I was down on the north mole this evening when a massive ship slipped through the water past me. I live in a port town, so quite often I see the vast steel architecture of these structures float accross the top of Fremantle’s streetscape.
Ninety per cent of all trade between countries is carried by ships. There is something romantic about seeing a huge ship glide past you a few metres away and off on the four and a half day trip north to the tropics and to Singapore. On the other hand, there is nothing romantic about the fact that that ship will have its hull painted in a paint mixed with organotins – highly toxic chemicals which kill anything that attaches to the ship and which leach from the paint into sea water, and are absorbed by marine organisms and humans who eat them. There is nothing romantic about the fact that if cargo levels are low the ship will load up on local sea water, and then release the water when they pick up new cargo at the next port, introducing stowaway organisms that can become invasive, and potentially ruin entire ecosystems. Then, you all know about the spectre of the big oil spill, but did you know that many ships illegally discharge bilge oil before they enter port to save the money they’d have to spend on legally getting rid of the stuff?
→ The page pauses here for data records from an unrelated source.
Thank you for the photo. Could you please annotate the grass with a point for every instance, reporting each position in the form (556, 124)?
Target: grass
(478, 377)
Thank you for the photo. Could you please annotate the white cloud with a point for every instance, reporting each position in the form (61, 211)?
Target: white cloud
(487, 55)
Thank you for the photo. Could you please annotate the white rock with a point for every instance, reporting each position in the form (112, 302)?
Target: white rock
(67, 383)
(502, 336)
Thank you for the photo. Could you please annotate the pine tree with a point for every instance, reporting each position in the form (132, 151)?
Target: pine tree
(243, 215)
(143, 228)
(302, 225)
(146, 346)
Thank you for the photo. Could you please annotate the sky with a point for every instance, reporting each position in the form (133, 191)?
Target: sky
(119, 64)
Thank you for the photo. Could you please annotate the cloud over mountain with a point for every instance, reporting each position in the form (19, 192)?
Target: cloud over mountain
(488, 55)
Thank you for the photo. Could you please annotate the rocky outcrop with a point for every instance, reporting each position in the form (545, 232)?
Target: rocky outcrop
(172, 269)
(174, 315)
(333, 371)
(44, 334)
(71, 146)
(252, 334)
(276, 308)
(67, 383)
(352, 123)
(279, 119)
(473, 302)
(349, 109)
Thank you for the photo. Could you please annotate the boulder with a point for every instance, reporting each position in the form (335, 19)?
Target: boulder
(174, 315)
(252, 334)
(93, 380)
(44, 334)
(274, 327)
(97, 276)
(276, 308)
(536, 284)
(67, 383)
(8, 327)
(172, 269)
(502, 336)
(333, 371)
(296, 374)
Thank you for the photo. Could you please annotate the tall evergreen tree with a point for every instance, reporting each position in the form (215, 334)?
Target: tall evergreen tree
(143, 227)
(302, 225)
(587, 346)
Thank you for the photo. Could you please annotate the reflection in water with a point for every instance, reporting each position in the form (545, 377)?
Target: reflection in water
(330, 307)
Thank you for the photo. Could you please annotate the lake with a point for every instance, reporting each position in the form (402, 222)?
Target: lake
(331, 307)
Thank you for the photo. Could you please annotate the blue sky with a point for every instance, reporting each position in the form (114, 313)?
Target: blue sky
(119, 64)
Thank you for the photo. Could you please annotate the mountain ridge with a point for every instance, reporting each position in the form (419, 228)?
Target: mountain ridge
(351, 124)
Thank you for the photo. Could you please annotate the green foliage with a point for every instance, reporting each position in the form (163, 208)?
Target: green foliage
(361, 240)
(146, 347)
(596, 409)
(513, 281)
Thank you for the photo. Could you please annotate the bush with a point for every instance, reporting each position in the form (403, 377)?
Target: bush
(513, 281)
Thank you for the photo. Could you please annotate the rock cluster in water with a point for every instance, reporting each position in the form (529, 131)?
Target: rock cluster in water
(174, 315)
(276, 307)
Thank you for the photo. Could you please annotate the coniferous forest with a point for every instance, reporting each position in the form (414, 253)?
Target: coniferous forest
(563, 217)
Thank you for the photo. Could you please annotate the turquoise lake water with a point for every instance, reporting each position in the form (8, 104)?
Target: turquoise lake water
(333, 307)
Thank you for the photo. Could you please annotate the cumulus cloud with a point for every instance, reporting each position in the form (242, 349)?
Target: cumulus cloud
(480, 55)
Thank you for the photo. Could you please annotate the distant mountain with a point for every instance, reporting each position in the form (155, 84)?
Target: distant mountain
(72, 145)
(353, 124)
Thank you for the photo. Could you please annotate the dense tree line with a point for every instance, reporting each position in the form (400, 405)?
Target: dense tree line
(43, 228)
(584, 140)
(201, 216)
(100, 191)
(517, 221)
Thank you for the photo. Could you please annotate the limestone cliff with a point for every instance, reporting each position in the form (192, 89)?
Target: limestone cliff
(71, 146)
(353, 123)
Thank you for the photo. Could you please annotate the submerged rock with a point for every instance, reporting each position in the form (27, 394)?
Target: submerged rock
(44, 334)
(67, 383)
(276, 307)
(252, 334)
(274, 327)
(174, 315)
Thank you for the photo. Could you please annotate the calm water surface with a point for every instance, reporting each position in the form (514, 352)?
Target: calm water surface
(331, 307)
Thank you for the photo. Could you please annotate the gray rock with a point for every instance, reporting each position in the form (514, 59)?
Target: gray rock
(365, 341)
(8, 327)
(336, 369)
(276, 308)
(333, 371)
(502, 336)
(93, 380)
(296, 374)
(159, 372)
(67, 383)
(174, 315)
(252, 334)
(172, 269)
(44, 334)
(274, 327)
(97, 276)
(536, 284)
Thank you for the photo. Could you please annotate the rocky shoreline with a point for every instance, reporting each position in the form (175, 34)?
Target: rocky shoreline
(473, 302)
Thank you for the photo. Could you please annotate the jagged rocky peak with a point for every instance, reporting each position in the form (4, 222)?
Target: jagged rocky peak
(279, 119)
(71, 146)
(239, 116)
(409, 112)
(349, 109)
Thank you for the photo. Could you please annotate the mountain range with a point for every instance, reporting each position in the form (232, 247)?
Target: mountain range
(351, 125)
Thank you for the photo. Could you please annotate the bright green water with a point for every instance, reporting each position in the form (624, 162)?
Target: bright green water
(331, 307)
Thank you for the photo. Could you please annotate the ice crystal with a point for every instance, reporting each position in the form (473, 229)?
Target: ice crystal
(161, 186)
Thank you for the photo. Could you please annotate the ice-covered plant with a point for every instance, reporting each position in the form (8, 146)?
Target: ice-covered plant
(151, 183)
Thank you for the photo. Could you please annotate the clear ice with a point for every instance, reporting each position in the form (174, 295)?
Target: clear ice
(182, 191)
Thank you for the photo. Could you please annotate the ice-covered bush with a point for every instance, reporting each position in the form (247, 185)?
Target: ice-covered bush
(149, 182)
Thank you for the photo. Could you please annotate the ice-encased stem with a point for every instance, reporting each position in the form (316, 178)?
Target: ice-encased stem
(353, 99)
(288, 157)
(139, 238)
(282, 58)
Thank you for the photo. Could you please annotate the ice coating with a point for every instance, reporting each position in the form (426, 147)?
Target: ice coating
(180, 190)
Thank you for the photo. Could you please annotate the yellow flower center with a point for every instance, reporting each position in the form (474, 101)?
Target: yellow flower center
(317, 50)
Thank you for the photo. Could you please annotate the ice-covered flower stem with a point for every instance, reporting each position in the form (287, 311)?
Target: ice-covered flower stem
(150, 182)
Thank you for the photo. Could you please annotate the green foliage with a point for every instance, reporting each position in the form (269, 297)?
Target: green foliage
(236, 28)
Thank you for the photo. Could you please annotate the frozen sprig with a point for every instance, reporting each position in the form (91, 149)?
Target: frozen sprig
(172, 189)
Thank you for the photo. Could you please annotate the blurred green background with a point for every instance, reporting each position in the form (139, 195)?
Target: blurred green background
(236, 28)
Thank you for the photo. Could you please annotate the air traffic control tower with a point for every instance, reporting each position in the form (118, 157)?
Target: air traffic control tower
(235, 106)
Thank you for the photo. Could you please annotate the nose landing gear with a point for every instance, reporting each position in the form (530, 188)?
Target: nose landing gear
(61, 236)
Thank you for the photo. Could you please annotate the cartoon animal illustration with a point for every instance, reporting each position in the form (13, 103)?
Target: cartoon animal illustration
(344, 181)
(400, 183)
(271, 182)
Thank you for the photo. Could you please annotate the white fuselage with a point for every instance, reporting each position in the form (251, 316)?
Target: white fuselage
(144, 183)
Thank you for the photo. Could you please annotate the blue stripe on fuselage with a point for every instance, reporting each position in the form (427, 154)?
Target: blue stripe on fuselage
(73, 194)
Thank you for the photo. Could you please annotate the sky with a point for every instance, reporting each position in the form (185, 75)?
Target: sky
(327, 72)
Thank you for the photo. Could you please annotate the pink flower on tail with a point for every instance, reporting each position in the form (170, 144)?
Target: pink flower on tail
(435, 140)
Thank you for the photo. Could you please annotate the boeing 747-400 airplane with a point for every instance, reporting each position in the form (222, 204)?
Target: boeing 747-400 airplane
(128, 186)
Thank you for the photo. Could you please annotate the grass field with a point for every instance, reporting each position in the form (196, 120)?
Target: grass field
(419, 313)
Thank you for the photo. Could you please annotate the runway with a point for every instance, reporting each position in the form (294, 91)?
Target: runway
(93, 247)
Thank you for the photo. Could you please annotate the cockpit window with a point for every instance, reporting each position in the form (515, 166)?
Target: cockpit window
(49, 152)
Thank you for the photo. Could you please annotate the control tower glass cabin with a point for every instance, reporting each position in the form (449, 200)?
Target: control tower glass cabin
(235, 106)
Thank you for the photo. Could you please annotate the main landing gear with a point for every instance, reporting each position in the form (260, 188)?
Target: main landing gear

Despite the efforts of the Australian Quarantine and Inspection Service, we have the known marine pests the European Fan Worm and the Asian Date Mussel around Fremantle thanks to ship’s ballast. And although they are planned to be phased out by 2008, organotin-based anti-fouling paints can still be found in plenty of the hulls of the ships in Fremantle. Actions are being taken to deal with these problems by national and international agencies. These actions are happening about as quick as the response time of a mighty but stupid behometh of the sea. The night is gathering, but now I’m seeing more clearly.